Gives you any number from 0 to 1 with an accuracy of 5 decimal digits.
(pick random (0.0) to (1.0)
You're missing the point though. What OP wants is a seed-based PRNG that will generate the same sequence of random numbers for any given seed. It's like how minecraft worlds always generate the same way for the same seed; minecraft uses a seed-based PRNG

Last edited by MegaApuTurkUltra (April 1, 2015 12:38:27)

FalconGunner99
Scratcher
1000+ posts

Using seeds for randomly generated games and roguelikes

See, I can figure out how to do a seed based RNG custom block pretty easy, I'm just wondering how to use that in an actual game for things.

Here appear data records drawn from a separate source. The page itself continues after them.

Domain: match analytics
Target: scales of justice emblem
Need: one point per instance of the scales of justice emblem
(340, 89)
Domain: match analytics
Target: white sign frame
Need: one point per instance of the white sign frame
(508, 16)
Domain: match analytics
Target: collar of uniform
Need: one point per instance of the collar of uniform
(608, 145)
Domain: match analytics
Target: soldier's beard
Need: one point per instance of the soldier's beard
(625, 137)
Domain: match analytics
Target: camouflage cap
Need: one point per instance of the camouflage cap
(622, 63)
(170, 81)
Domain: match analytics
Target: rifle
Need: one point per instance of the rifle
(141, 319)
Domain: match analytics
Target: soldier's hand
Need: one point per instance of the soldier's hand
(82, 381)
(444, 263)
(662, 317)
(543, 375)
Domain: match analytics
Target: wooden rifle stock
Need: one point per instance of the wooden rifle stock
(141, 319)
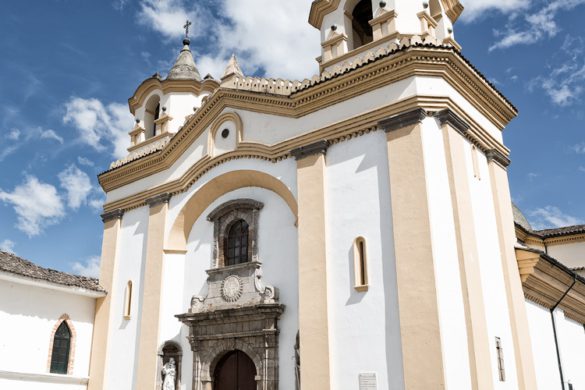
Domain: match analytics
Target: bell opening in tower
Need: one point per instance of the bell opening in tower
(362, 32)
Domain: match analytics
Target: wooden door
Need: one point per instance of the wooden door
(235, 371)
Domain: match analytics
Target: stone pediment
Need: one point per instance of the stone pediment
(233, 287)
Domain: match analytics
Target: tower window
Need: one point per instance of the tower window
(235, 232)
(475, 162)
(128, 301)
(500, 353)
(156, 117)
(361, 29)
(360, 264)
(151, 115)
(236, 245)
(61, 349)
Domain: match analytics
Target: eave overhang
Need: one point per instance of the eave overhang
(416, 60)
(545, 281)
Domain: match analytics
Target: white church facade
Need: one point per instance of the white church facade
(352, 231)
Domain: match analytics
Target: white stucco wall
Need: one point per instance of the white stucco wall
(543, 347)
(28, 315)
(490, 265)
(122, 345)
(571, 337)
(364, 326)
(571, 343)
(446, 263)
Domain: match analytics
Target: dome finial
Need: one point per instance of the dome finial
(233, 68)
(185, 68)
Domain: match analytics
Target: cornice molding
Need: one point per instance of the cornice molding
(415, 61)
(449, 117)
(158, 199)
(319, 147)
(114, 214)
(498, 157)
(335, 133)
(403, 120)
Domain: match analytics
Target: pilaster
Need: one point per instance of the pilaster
(153, 276)
(313, 313)
(101, 329)
(477, 335)
(512, 279)
(417, 295)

Perhaps something like this for a random item?

when I receive [Item v]
set [ Item v] to (item ( 3 v) of [ Seed v])

This doesn't actually generate numbers on the fly, but if you just have a seed generated at the start put into a list, it could work for having the same game over and over again.

I'm not entirely sure how you'd use an actual seed based RNG anyways so I feel like for simplicity's sake just using a seed like this would work for most games. Although if a user knew enough about the seed they could predetermine their run.

You could make it a bit harder by just adding more math

when I receive [Item v]
set [Item v] to (item ([sqrt v] of ((81) / (9))) of [ Seed v])

Bad example because I'm an idiot, but still you see the point

Last edited by FalconGunner99 (April 1, 2015 18:33:11)

datab
Scratcher
20 posts

Using seeds for randomly generated games and roguelikes

Hi @FalconGunner99,

I've just been wrestling with pseudo random dungeon generation from a seed… Just so I can generate a dungeon level, store the seed, then re-generate if the player comes back to that level

https://scratch.mit.edu/projects/55703948/

I borrowed a “Pseudo random number generator from seed” scripts from @Nintendoge_ https://scratch.mit.edu/projects/43912060/

Cheers, Datab
FalconGunner99
Scratcher
1000+ posts

Using seeds for randomly generated games and roguelikes

datab wrote:

Hi @FalconGunner99,

I've just been wrestling with pseudo random dungeon generation from a seed… Just so I can generate a dungeon level, store the seed, then re-generate if the player comes back to that level

https://scratch.mit.edu/projects/55703948/

I borrowed a “Pseudo random number generator from seed” scripts from @Nintendoge_ https://scratch.mit.edu/projects/43912060/

Cheers, Datab
Very cool stuff there, and that RNG will be very useful, definitely going in my backpack. The dungeon gen is very cool as well.

Now the question is, how easy is it to actually plug those numbers into a game in a meaningful way, like BOI, Nuclear Throne, and other rogue likes do?